Since my smoker is out of operation (mods being made) I really miss smoking and the results. Trying to keep the faith, I put together ShooterRick's _Ricks's Copperhead Snake Bitten Chicken_ rub last weekend (minus the wasabi- all out) , I figured I would try something different.

This afternoon I pulled out a couple pounds of salmon steaks from the in-law's last trip to Alaska and rubbed them with his _Snakebite._ Broiled them in the oven for a bit to see what would happen.

This is seriously good stuff. Yes, it's supposed to be for chicken but I am living proof it works magic for salmon too. Hey, got to try something different every once in a while, right?

I know, I know....sorry, no q-vues. This was a last minute desperation cooking. 

If you haven't gotten around to try it, I recommend you do. This stuff is  really good.

A big thanks to ShooterRick for sharing!


----------



## shooterrick (Mar 14, 2009)

I am pleased you like the rub.  I will have to try on fish also.  Been thinking about it but not done it yet.


----------



## bbq engineer (Mar 14, 2009)

This is the second thread that I have read today that used ShooterRick's Copperhead Bitten Chicken Rub. I'm gonna try this right away before he decides to go commercial and removes the recipe...it sounds fantastic.

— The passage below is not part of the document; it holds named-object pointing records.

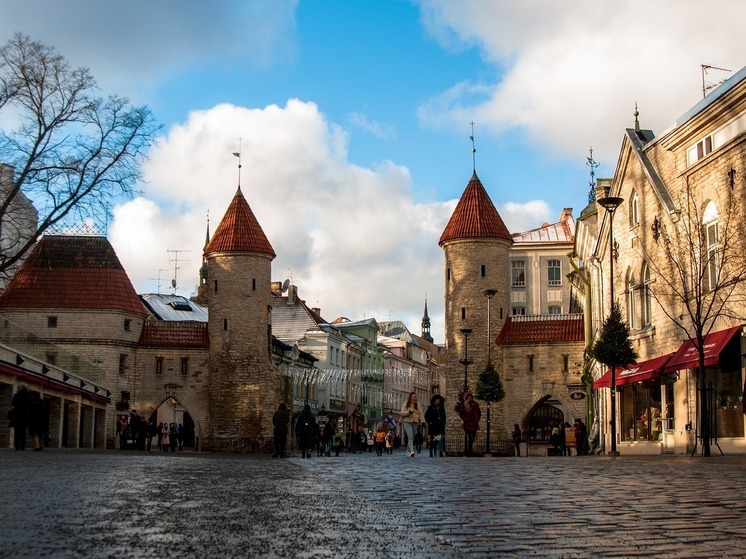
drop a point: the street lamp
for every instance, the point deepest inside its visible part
(489, 293)
(465, 361)
(610, 204)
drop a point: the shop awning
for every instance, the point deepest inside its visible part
(686, 356)
(639, 372)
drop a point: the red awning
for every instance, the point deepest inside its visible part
(639, 372)
(686, 356)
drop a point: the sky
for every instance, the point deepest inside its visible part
(353, 119)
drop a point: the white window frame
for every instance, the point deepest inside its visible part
(550, 267)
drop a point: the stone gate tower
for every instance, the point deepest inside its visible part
(476, 245)
(237, 279)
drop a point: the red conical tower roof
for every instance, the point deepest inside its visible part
(239, 231)
(475, 216)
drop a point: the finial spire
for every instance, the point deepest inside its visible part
(473, 149)
(592, 164)
(238, 154)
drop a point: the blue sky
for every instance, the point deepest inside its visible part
(354, 118)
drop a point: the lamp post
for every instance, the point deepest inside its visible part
(465, 361)
(610, 204)
(489, 293)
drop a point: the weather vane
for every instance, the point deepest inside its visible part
(238, 154)
(592, 164)
(473, 148)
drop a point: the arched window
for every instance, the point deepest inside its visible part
(629, 291)
(634, 215)
(646, 306)
(710, 226)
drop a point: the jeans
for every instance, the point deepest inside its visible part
(409, 430)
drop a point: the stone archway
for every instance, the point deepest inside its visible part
(542, 414)
(171, 410)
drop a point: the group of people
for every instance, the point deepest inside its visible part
(28, 414)
(137, 433)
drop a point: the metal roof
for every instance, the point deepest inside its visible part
(174, 308)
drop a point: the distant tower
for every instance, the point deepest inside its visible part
(426, 326)
(476, 245)
(237, 278)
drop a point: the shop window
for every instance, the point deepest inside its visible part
(554, 270)
(640, 409)
(728, 401)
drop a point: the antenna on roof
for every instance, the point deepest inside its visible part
(175, 260)
(592, 164)
(238, 154)
(473, 149)
(707, 86)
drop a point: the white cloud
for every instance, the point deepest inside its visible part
(377, 129)
(356, 241)
(571, 72)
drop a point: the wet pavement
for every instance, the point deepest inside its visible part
(113, 504)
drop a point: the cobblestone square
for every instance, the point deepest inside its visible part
(72, 503)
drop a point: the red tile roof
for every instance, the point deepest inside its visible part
(519, 330)
(175, 334)
(239, 231)
(72, 272)
(475, 216)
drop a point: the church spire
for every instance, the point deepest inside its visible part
(426, 325)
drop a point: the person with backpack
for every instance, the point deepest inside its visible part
(305, 431)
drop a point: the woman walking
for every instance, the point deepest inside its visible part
(411, 417)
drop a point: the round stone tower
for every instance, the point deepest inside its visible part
(476, 245)
(237, 278)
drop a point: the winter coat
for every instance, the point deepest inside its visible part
(435, 416)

Ricks Copperhead Snake Bitten Chicken

BBQ Eng.


----------



## rivet (Mar 14, 2009)

Let me tell ya friend, you can't go wrong with this baby.


----------



## shooterrick (Mar 15, 2009)

LOL.  This was originally a thank you post for all that SMF had given me in the past.  It will always be available to those that seek grasshopper!


----------



## carpetride (Mar 15, 2009)

Sounds good but did it really happen


----------



## desertlites (Mar 15, 2009)

Rick I mixed up a batch while back-was blown away-had to share -and ya good on fish too-go get wasabi Rivit,key offering in my opionion.


----------



## rivet (Mar 16, 2009)

Will do on the wasabi desert. I'll make another batch of snake bite when my mods are done and I fire up my baby again. Got a bunch of legg-quarters in the freezer waitin'....


----------